Actual conversation prior to departure for school this morning:

Mom: Oh! I have to take your picture - it's the first day of 8th grade!
Daughter: (Dramatic eyeball roll) No.
Mom: Please........
Daughter: No. No way.
Mom: I'll let you have anything you want for dinner.
Daughter: Fine.

What happened to the days when she couldn't wait for the first day of school and she proudly posed for the picture? Seems like the milestones are whizzing by faster than I can appreciate them. On the one hand, we drive each other nuts on most days. On the other hand, I know that I have 5 short years before she leaves for college and I begin the rest of my life...a.k.a. "PK" or "Post Kids."

It almost makes the sleep-deprived toddler years seem like a cinch.

Monday, August 29, 2005

No Sleep for the Sympathetic

I've been a mother for 18+ years and I realized that I've developed a disorder that I previously thought was unique to my mother. I call it "sympathetic worrying." My mom worries about everything. Big, small and in-between. My sister and I know not to mention to my mom that we have a cold or my mom will call back in a day or two, already concerned that we've developed something chronic. I don't dare tell her that my kids are struggling with anything because she'll practically be in tears in no time.

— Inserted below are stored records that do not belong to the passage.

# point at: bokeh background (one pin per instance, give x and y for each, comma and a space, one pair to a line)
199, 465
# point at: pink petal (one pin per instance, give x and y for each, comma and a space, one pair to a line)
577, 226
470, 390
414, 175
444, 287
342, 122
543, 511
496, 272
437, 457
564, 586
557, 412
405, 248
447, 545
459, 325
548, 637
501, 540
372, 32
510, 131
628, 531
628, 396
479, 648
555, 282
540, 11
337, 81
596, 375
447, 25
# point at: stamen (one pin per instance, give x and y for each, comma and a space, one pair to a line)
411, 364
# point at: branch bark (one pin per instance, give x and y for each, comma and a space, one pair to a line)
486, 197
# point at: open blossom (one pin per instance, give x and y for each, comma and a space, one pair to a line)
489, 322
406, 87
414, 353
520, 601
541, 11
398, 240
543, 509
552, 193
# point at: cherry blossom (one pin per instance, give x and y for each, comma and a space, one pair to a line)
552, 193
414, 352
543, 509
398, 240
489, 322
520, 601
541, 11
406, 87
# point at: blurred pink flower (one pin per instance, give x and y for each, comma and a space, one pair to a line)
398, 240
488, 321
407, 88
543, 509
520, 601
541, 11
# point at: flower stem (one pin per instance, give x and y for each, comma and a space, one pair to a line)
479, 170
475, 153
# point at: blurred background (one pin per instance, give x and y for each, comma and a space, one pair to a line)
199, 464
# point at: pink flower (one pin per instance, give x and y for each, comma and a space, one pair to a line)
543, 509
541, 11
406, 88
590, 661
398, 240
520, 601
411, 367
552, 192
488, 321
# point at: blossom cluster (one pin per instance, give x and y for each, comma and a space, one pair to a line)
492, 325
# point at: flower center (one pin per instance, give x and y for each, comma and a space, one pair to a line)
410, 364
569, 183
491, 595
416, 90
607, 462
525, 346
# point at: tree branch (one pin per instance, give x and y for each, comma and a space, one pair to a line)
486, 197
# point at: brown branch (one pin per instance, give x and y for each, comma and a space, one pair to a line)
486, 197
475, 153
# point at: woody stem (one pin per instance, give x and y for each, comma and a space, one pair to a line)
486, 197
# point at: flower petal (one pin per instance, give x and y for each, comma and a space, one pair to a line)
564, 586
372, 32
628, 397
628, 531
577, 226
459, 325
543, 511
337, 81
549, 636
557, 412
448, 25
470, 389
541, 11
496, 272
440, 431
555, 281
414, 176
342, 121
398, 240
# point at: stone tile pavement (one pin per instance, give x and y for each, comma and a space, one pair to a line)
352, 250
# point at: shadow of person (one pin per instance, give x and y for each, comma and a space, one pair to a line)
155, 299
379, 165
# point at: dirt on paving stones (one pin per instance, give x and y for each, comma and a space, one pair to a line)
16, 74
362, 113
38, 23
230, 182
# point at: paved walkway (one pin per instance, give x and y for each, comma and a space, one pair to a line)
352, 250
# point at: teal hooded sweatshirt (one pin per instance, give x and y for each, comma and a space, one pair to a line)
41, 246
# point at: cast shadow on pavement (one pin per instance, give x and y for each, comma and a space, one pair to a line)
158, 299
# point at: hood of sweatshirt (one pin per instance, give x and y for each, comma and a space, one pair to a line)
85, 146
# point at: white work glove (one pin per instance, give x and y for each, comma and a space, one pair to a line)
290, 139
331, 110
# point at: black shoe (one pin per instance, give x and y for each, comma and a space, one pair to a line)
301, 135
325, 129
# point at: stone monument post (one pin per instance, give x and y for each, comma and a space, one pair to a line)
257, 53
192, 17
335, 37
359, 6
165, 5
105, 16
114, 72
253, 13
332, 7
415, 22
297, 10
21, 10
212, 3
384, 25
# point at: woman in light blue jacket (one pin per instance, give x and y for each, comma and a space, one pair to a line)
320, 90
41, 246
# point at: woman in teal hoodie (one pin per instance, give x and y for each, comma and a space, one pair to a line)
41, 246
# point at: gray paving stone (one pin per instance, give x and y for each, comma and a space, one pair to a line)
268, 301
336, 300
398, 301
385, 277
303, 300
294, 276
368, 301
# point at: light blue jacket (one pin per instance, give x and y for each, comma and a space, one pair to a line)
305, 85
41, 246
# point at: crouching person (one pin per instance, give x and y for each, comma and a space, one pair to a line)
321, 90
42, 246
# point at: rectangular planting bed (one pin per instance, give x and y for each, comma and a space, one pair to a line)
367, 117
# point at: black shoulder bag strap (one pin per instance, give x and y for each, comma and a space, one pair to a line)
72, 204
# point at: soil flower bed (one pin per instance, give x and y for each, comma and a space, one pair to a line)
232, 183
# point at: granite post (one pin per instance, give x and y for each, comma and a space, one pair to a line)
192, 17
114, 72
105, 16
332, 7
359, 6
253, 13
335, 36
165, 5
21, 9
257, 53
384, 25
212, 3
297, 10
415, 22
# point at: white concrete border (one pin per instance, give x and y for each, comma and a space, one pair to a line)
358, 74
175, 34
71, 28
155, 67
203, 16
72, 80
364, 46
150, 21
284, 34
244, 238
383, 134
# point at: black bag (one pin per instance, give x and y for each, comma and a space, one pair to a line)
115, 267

I thought I was above this worrying thing.

Then last night, I made the mistake of watching CNN for COMPLETE HURRICANE COVERAGE. I heard about everything from devastating winds to catastrophic damage to (my favorite) toxic gumbo that would be created when Katrina hit land and toppled the many petrochemical plants around New Orleans. Wow.

I don't know anyone in New Orleans...or Mississippi or Alabama. My hairdresser is going to New Orleans on vacation, so I'm a bit worried about her trip. I live in Wisconsin, hundreds of miles away. Still, there's nothing to explain it.

It's approximately 6:30 am. I have been up since 4:00 am. I couldn't sleep. I was worried that the world was ending at the hands of Katrina. Rather than toss and turn and wake up my hubby, I got up and started my day, thinking I'd see when the devastation began. I'm not sure why, but I needed to wake up and watch more CNN.

This is bad. I need to get a life. Right now I'm really tired.

Saturday, August 27, 2005

Hakuna Laguna?

OK, welcome to my latest maternal freak-out. It's about the show Laguna Beach on MTV. My 13-year old daughter is obsessed with this show...in a big way. I watched a couple of episodes because I believe that as a mom, it's my duty to know exactly what my kid is watching and perhaps it will help me understand what the hell she's talking about, at least some of the time. I also thought it might help me to know why a Dooney & Bourke handbag is something that I should want.

Here's my take on the show: It's sort of a non-reality show. It follows a group of late high school/early college kids around Laguna Beach, CA. It goes to their parties, their hangouts, and, most importantly, their closets. These kids are beautiful...drop-dead gorgeous...and rich. The least beautiful girl probably wears a size 12. All of these kids wear designer everything. Head-to-toe. On a slow night, they go bowling...arriving in a limo. To say this is unrealistic would be an understatement.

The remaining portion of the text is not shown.